Evaluating high-resolution precipitation forecasts is challenging because of the demonstrated inappropriateness of traditional grid-point based verification metrics. One solution to this challenge is an object based approach. Such an approach is adopted in this study to diagnose and verify the characteristics of precipitation forecasts during the 2009 NOAA Hazardous Weather Testbed Spring Experiment. The distributions of various attributes of the forecasted objects from all ensemble members, members using the ARW model and members using the NMM model are compared to those of observed objects. Object based forecast accuracy is also quantified using two measures of the similarity of the forecast and observed fields, the Object-based Threat Score and the Median of Maximum Interest, for each group of ensemble members.
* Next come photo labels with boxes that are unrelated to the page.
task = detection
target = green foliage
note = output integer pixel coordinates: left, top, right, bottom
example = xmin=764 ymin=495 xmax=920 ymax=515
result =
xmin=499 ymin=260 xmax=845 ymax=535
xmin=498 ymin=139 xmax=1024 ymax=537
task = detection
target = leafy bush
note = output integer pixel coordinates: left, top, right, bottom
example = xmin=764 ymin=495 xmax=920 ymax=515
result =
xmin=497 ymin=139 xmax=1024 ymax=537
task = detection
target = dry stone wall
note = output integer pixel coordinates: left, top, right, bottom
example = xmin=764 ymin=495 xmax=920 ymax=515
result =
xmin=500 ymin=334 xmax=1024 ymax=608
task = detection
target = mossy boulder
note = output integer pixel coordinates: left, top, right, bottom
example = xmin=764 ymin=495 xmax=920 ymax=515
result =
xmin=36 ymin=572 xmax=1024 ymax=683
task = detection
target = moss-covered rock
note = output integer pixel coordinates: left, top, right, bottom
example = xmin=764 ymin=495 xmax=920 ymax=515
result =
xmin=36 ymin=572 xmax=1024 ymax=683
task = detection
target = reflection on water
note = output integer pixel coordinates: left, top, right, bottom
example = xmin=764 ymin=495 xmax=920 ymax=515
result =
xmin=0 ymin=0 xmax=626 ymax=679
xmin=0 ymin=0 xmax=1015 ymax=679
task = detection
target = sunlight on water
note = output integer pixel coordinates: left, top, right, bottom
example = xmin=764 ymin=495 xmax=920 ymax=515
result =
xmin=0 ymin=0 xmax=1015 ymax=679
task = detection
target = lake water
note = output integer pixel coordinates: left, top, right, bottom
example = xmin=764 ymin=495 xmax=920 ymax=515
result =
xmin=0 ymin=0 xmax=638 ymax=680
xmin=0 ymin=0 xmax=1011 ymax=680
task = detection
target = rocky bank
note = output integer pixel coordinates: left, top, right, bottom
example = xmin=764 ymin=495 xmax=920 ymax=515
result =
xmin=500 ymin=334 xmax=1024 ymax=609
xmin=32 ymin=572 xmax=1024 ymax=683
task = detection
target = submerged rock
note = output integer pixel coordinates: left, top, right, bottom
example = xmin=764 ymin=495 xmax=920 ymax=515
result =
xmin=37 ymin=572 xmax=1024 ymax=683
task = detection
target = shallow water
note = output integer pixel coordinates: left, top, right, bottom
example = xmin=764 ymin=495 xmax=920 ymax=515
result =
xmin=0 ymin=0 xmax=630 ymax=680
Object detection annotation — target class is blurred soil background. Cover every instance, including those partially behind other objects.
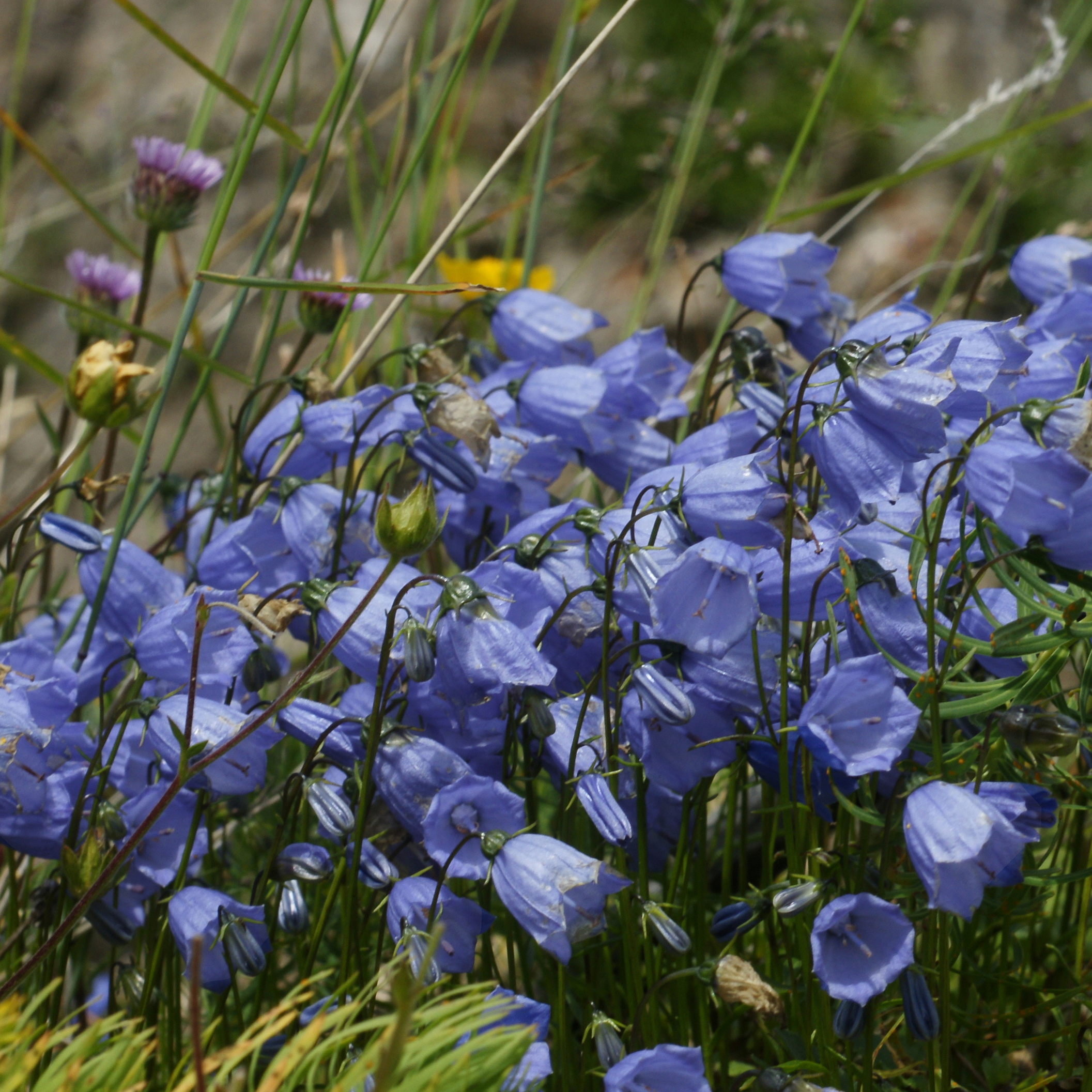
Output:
[0,0,1092,524]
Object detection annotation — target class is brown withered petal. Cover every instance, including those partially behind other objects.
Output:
[428,393,500,470]
[239,593,307,634]
[713,956,785,1018]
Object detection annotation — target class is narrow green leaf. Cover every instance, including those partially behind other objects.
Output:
[114,0,305,152]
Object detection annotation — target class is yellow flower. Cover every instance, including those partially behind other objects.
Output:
[436,254,553,299]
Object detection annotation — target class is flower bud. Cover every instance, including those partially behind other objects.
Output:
[406,430,477,496]
[376,482,438,560]
[220,909,266,978]
[710,902,762,945]
[997,705,1081,758]
[773,880,824,917]
[345,839,398,891]
[277,880,311,936]
[273,842,334,883]
[641,902,690,956]
[67,341,152,428]
[631,664,695,724]
[834,1002,865,1040]
[899,967,940,1043]
[84,899,136,948]
[404,618,436,683]
[591,1009,626,1069]
[307,780,356,838]
[523,689,557,740]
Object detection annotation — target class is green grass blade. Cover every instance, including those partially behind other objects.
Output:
[114,0,305,152]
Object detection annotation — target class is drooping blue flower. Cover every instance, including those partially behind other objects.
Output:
[167,887,272,994]
[436,574,557,705]
[281,482,382,577]
[652,539,758,656]
[721,232,838,327]
[424,773,526,880]
[839,288,933,364]
[965,422,1089,546]
[119,781,209,888]
[242,391,330,482]
[683,452,785,546]
[0,636,79,728]
[797,652,920,777]
[671,409,762,466]
[1009,235,1092,303]
[543,698,634,845]
[603,1039,712,1092]
[374,729,473,842]
[493,834,630,964]
[387,876,496,974]
[489,288,607,366]
[147,694,281,796]
[133,588,254,686]
[194,501,309,597]
[516,364,607,451]
[811,895,914,1005]
[903,781,1037,920]
[40,512,186,638]
[622,683,738,793]
[592,327,690,421]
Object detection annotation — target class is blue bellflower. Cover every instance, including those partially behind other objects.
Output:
[797,652,920,777]
[811,895,914,1005]
[903,781,1038,920]
[493,834,630,965]
[424,773,526,880]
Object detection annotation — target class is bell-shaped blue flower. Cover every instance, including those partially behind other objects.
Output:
[903,781,1037,920]
[387,876,496,974]
[489,288,607,366]
[811,895,914,1005]
[133,588,254,686]
[721,232,838,327]
[603,1039,712,1092]
[683,453,785,546]
[119,781,209,888]
[167,887,272,994]
[652,539,758,656]
[797,652,920,777]
[493,834,630,964]
[424,773,526,880]
[194,501,310,597]
[1009,235,1092,303]
[966,422,1089,546]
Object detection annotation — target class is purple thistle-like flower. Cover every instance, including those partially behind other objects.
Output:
[291,261,373,334]
[132,136,224,232]
[811,895,914,1005]
[65,250,140,310]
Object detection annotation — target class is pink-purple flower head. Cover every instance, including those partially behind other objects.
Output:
[65,250,140,310]
[132,136,224,232]
[291,262,373,334]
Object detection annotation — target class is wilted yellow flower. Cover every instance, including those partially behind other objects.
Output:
[436,254,555,299]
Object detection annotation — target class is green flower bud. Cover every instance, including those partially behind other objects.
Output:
[67,341,152,428]
[376,482,439,560]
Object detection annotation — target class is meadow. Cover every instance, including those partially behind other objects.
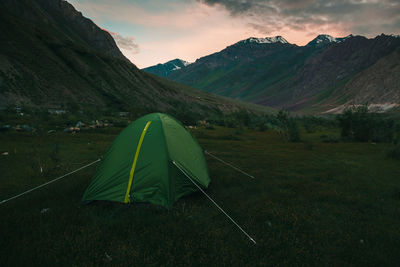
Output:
[0,120,400,266]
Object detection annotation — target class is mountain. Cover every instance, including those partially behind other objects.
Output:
[239,36,288,44]
[156,34,400,112]
[306,34,353,48]
[142,58,190,77]
[0,0,266,116]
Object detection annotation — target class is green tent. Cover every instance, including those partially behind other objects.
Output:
[83,113,210,207]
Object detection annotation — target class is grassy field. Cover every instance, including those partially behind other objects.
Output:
[0,124,400,266]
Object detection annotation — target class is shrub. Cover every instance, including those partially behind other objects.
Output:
[387,144,400,159]
[337,105,399,142]
[276,110,301,142]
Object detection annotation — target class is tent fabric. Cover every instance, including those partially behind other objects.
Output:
[82,113,210,207]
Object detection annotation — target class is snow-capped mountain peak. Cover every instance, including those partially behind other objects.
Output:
[307,34,353,47]
[239,35,288,44]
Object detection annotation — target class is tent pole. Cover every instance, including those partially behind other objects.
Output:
[172,161,257,244]
[204,150,255,179]
[0,159,101,205]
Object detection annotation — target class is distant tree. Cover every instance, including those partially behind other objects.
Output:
[276,109,301,142]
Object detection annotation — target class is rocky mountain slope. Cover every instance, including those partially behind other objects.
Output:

In general, forecast objects are more numerous than observed objects with a smaller median area, more circular median aspect ratio, and more eastward median centroid location than the observed objects. There is a more skewed distribution of east-west centroid location, a flatter distribution of orientation angle, and less variable area distribution for forecast objects than observed objects. Members using the ARW model have fewer objects with a more northward median centroid location after the 12 hour lead time, a more linear median aspect ratio and smaller median area than members using the NMM model. The group of ARW members has higher accuracy and is more likely to contain the most accurate member than the group of NMM members. After applying an object based bias adjustment, the differences in accuracy between the ARW and NMM members are reduced.